The media should apply to themselves the same standards they expect of political leadership, writes Xolela Mangcu in Business Day.  They should step down for having peddled lies about the president's sex life.

Xolela Mangcu writes in Business Day:

THE editors and journalists responsible for the peddling of lies about President Kgalema Motlanthe’s sex life should either resign or forever hang their heads in shame. Motlanthe’s suggestion that the matter be taken to the Press Ombudsman is woefully inadequate.

The question is whether the editors and journalists will do what they have been asking of African National Congress president Jacob Zuma — which is to step down. I would not bet my life on it. The media operates by standards different from those it imposes on others. It’s a much lower bar, usually justified under the cover of press freedom, even if that means a flagrant violation of someone’s rights.

How do you think Motlanthe must feel after being lampooned and impugned like that? I suppose he is the president and will have to be diplomatic about it, but what about lesser beings who feel helpless in the face of media voyeurism? Can members of the public be blamed for saying the media operates in bad faith when mainstream institutions run stories like this? What greater indictment of any journalist can there be than the statement of the woman involved : “I told you what you wanted to hear.”

I have been wracking my brain trying to simulate the interview, if only to figure out what it is about the journalist’s behaviour that led the woman to believe the journalist wanted to hear certain things. Was the journalist coaching or coaxing her in any direction? Was the journalist asking leading questions? Was the journalist a gender activist out to get a male chauvinist? Was the journalist too eager to bring down a powerful individual? Was the journalist an eager AIDS activist who believes this is the only way to rid the world of the disease? Or was the journalist a gullible white person being taken for a ride by a street-wise black woman?

Did the journalist offer money or some other inducement? Or was the journalist buying her drinks well into the night? My simulations lead me nowhere. Only the woman can speak for the basis of her perceptions, and the motives are known only to the journalist. Courts and ombudsmen cannot let us in on what lurks in the private hearts and minds of individual journalists.

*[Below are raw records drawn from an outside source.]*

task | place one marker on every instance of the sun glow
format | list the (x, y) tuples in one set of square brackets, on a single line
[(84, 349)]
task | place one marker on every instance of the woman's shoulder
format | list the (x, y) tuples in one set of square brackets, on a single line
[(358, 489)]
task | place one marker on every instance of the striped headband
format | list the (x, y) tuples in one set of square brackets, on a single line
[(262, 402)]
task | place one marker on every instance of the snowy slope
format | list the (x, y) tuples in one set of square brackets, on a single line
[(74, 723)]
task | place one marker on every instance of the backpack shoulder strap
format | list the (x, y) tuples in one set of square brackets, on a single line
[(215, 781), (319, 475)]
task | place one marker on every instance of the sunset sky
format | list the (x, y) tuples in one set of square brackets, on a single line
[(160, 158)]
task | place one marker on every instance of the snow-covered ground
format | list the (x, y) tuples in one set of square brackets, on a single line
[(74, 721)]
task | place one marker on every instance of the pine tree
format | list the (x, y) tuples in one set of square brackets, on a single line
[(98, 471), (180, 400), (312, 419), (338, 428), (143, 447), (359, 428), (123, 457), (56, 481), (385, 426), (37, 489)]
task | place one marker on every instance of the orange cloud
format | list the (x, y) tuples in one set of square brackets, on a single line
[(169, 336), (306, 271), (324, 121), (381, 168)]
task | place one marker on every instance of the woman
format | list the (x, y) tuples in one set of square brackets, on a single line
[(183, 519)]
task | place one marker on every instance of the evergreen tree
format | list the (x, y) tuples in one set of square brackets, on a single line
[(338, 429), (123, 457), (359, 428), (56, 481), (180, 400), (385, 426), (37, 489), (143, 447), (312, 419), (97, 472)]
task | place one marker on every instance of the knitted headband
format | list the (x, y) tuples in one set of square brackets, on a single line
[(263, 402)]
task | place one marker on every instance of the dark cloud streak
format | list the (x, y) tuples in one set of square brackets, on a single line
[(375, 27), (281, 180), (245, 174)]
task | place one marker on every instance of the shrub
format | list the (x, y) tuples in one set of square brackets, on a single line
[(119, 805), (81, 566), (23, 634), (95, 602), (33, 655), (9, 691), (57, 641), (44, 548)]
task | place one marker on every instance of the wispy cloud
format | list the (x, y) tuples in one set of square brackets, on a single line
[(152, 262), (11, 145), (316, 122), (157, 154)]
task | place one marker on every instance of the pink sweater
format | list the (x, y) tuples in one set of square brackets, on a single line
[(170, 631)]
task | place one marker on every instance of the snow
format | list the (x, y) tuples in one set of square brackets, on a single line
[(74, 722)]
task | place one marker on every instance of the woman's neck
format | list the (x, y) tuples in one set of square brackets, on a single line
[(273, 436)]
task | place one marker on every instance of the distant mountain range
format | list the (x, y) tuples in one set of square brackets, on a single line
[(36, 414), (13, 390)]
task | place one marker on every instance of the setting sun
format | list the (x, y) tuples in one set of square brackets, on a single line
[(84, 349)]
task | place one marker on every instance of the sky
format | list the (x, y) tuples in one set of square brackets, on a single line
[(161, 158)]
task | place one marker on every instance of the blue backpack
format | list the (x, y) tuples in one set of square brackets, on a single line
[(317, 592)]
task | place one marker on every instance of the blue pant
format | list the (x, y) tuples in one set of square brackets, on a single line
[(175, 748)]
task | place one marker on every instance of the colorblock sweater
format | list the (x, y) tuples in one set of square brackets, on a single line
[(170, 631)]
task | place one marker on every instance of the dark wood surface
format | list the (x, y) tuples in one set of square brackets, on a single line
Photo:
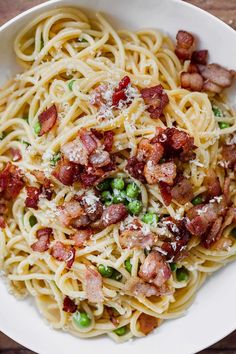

What is doubly worrying is that this is not the first time such a travesty has occurred. We all went along — including the Supreme Court of Appeal — with words Judge Hilary Squires never uttered about Zuma being in a generally corrupt relationship with Schabir Shaik. It is one thing for me to ask individual editors and journalists to do what they ask of others, but what about the phalanx of commentators, talk-show hosts and activists who pronounced on Motlanthe’s morality on the basis of a nonexistent relationship? And these are supposed to be the guardians of our public culture?

I am not a journalist but in the academic world you live or die by something called peer review. The justification that readers love this stuff — as one journalist put it on television the other day — is just not good enough. We have seen what a self-regulating market has done to the world economy and we now see what self-regulating journalists can do to a man’s life. This happens when journalism becomes licence for so-called highbrow newspapers to elevate the pursuit of trivia into a standard of achievement. I am sure the editors and journalist who did the Motlanthe story were the toast of dinner parties for the “scoop” — which turned out to be a scandalous assault on someone’s dignity.

Perhaps the starting point should be that a public man or woman’s private sexual life has nothing to do with their performance of their public duties. It would be a sad day if self-flagellation about personal problems substituted for ideas in our newspapers. But right now I have the sinking feeling that something has gone terribly wrong in the Fourth Estate. To say it is a dumbing down is an understatement. It is simply unethical. Is it not time that someone in the media took responsibility and resigned, as we so often ask of others in politics?

* Mangcu is affiliated to the University of Johannesburg and the Brookings Institution. This column first appeared in Business Day on 12 February 2009.